I was puzzled when I heard over the past few days that the Department of Justice had filed indictments of seditious conspiracy against a dozen or so leaders of the Proud Boys and the Oath Keepers. It wasn’t because I thought these two groups were innocent of such activities: it’s just that in the entire history of the country after Benedict Arnold, no government had made that sort of charge stick outside of war time. Proving intent is nearly impossible in most cases. So it’s rare. It’s very rare.

The first two hours of the January Sixth Select Committee hearings last night showed what an overwhelming case the government had against the leaders of those two groups. Not only did the committee have a plethora of emails and videos (!) and testimony showing clear and evident intent to assault Congress, but they showed that, contrary to the fiction that they were so worked up by Trump’s speech that they just got overenthused, they didn’t even hear the speech—they had already started their march on Congress before Trump started whipping up the crowd.
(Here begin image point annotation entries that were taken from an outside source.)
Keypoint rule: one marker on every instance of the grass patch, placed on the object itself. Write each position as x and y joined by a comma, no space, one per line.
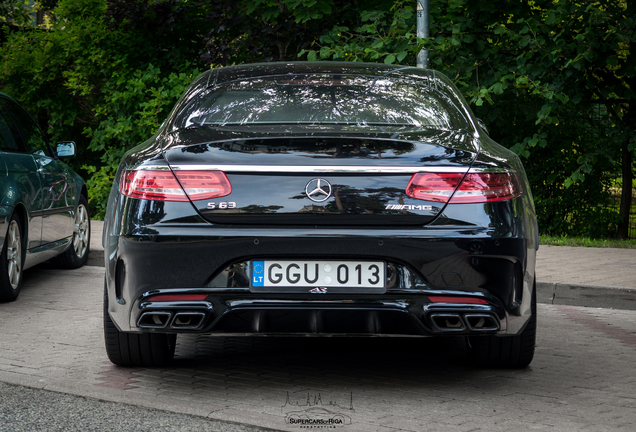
586,242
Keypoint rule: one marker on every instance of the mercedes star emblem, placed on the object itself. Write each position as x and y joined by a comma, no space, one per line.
318,190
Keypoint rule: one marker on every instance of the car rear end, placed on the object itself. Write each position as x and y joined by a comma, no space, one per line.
320,229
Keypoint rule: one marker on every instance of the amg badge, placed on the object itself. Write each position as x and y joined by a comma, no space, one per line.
408,207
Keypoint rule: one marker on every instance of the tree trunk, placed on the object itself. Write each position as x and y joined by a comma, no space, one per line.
626,193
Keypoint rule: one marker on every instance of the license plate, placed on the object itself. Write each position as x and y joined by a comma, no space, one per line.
346,276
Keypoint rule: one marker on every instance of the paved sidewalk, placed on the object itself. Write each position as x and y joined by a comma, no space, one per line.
575,276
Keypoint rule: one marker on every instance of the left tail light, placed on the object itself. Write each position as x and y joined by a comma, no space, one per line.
178,186
464,189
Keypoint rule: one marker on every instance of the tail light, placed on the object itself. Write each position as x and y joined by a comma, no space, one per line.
474,188
179,186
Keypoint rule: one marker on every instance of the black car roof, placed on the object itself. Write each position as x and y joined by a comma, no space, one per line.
254,70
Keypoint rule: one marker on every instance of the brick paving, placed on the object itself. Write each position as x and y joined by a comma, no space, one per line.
582,377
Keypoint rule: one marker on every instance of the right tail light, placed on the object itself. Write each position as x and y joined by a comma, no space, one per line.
464,189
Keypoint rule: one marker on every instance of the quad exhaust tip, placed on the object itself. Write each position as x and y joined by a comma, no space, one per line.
455,322
187,320
447,322
481,322
155,320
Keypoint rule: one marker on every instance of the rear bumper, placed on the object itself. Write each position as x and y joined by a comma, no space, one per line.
427,261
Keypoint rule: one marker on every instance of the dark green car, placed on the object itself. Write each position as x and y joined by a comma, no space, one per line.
44,209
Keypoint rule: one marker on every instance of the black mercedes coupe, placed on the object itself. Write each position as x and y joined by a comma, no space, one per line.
339,199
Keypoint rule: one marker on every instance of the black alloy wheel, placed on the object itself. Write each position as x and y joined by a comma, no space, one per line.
515,352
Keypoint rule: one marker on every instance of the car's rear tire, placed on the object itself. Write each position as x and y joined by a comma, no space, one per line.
136,349
11,262
507,351
77,254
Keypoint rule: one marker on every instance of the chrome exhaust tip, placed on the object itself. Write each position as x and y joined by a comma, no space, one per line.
155,320
187,320
481,322
447,322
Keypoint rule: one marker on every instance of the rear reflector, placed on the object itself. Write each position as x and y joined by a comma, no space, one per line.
178,297
474,188
164,186
464,300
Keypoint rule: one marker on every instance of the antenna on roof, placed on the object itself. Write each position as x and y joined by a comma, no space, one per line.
422,31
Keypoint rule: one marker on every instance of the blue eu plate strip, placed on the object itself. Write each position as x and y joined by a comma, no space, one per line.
258,273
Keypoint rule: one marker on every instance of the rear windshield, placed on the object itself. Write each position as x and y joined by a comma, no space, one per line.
323,99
The weapons and militia gear and so on? Oh, just the sort of stuff tourists usually carry, right?

The attack on Congress was premeditated and carefully planned. Subsequent hearings ought to tell us who the insurrectionists liaised with in the Trump administration.
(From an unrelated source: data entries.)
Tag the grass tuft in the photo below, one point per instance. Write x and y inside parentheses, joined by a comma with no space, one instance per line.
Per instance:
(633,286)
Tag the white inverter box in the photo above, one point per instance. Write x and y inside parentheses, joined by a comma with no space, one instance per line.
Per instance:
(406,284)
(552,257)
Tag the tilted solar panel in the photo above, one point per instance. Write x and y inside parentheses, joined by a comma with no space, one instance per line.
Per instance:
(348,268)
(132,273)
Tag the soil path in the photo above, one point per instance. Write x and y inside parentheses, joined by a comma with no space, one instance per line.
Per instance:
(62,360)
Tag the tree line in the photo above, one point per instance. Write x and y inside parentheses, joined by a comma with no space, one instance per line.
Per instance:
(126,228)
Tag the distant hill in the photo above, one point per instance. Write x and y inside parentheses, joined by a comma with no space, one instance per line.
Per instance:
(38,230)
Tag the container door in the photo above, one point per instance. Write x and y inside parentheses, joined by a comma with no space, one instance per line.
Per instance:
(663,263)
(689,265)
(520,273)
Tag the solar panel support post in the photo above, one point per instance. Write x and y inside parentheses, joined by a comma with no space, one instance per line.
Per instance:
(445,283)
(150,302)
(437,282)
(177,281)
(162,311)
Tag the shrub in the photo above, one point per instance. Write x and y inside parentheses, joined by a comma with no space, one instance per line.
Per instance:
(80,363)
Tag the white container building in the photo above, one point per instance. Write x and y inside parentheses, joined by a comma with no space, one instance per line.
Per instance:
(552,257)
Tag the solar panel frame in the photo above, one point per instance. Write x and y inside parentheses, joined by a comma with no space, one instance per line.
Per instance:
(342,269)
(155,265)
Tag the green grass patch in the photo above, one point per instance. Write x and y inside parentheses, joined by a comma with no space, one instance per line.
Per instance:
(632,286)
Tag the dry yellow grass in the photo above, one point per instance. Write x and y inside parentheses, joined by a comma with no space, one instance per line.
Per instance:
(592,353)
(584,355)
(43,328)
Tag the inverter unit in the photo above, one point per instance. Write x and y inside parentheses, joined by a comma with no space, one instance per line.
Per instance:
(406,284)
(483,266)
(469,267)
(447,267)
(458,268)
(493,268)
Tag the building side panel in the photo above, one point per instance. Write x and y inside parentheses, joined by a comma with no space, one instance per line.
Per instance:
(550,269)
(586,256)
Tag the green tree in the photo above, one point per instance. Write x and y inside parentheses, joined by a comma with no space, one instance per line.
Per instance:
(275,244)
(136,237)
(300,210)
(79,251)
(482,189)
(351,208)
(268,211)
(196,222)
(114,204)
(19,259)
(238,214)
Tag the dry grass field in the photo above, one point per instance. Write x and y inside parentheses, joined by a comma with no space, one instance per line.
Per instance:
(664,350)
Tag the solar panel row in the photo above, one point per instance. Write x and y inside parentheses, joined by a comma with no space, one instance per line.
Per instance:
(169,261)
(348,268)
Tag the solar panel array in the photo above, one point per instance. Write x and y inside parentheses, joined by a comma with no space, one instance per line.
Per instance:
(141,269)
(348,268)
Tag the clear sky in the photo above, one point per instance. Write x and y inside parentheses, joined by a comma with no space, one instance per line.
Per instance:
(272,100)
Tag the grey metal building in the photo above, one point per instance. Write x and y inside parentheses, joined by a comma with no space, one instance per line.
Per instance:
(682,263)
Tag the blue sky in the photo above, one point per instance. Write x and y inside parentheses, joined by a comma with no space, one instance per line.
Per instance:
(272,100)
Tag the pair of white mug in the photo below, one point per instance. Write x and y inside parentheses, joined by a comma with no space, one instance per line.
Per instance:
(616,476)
The DOJ is carrying out a deft divide-and-conquer approach to Trump’s insurrection. Go after the brown shirt crowd first: that’s where you’ll find the biggest mouths and the smallest brains. The committee showed just how solid a case they have last night. They produced solid evidence that Trump knew his claims of an election steal were, in the words of Bill Barr, “bullshit” and dropped hints of similar proof of efforts to overthrow the election at the state level, and a bombshell leak that at least four Republican congressmen begged Trump for a pre-emptive pardon in order to avoid criminal culpability.

There’s an old Flemish proverb: “We must hang together or we shall all hang separately.” A similar quote is attributed to Benjamin Franklin, but Franklin, like most good political theorists, pinched most of his juicier quotes. The Mob has its code, and street gangs have “Snitches get stitches.” The committee, and the DOJ are kicking apart any possible unity amongst Trump’s minions—not just the SA thugs in the Proud Boys and Oath Keepers, but the inept clowns that Trump brought in to run the government in his name.
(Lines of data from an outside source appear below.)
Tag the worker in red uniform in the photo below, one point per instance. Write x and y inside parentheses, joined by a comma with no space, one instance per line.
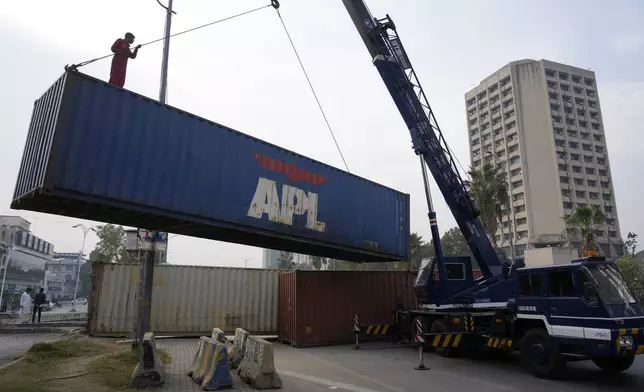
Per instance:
(122,53)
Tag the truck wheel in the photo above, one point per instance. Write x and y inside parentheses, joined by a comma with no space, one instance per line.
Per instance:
(614,364)
(540,355)
(440,326)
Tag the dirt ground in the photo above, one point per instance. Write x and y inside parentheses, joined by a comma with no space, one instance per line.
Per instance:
(78,363)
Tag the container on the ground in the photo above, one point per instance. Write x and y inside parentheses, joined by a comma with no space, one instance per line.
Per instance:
(316,308)
(186,300)
(99,152)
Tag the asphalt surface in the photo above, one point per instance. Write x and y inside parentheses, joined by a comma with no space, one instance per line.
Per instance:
(385,367)
(14,346)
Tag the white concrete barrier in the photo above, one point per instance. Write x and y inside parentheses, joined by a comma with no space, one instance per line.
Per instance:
(258,366)
(218,335)
(149,371)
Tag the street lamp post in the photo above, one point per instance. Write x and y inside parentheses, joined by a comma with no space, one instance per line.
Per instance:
(7,258)
(80,256)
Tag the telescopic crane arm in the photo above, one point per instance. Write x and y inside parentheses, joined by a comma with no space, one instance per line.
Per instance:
(391,60)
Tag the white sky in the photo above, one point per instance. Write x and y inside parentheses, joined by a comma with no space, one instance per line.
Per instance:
(243,74)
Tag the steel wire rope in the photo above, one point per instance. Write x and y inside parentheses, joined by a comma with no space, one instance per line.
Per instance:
(313,90)
(75,66)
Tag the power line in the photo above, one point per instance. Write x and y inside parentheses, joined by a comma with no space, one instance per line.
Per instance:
(313,91)
(75,66)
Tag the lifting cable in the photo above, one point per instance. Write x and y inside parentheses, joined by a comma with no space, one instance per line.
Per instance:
(312,90)
(274,3)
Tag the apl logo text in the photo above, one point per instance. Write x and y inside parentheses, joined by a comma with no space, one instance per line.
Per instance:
(293,201)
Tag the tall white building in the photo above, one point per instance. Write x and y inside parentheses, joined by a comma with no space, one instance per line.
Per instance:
(541,122)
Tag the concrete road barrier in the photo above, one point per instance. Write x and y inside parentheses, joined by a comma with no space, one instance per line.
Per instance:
(196,362)
(218,370)
(239,348)
(149,371)
(258,366)
(218,335)
(203,358)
Everyone will be watching the committee over the next two weeks, of course. If the next five broadcasts are as sensational as this first one, then this will be the biggest story of its type in American history.

What makes this different from Teapot Dome or the attempted Putsch against FDR or Watergate is that the leaders of this mob don’t have enough brains to shut up and slink back into the shadows. Trump doesn’t think his followers are fools; he knows they are fools. But the drawback is that they don’t do subtle. So Trump has to tell them to keep taking bullets for the cause. Which exposes him, of course.

But that will only take him so far, especially since he routinely betrays his followers. (Including January 6th, when he promised his crowd he would lead them to the steps of Congress, and then sneaked off back to the West Wing to watch events unfold on television). Congress, and presumably the DOJ, are exploiting these weaknesses.

The committee meetings should remain utterly fascinating. But the really entertaining show is going to be amongst Trump’s supporters and followers, especially the ones who have been criminally complicit and are now feel as exposed as a no-pants-in-class nightmare. They are going to turn on one another, and that should make for an entertaining, if very messy show.

Don’t bother popping corn for this: just hold the bag up in front of the TV with the news on, and watch it pop itself.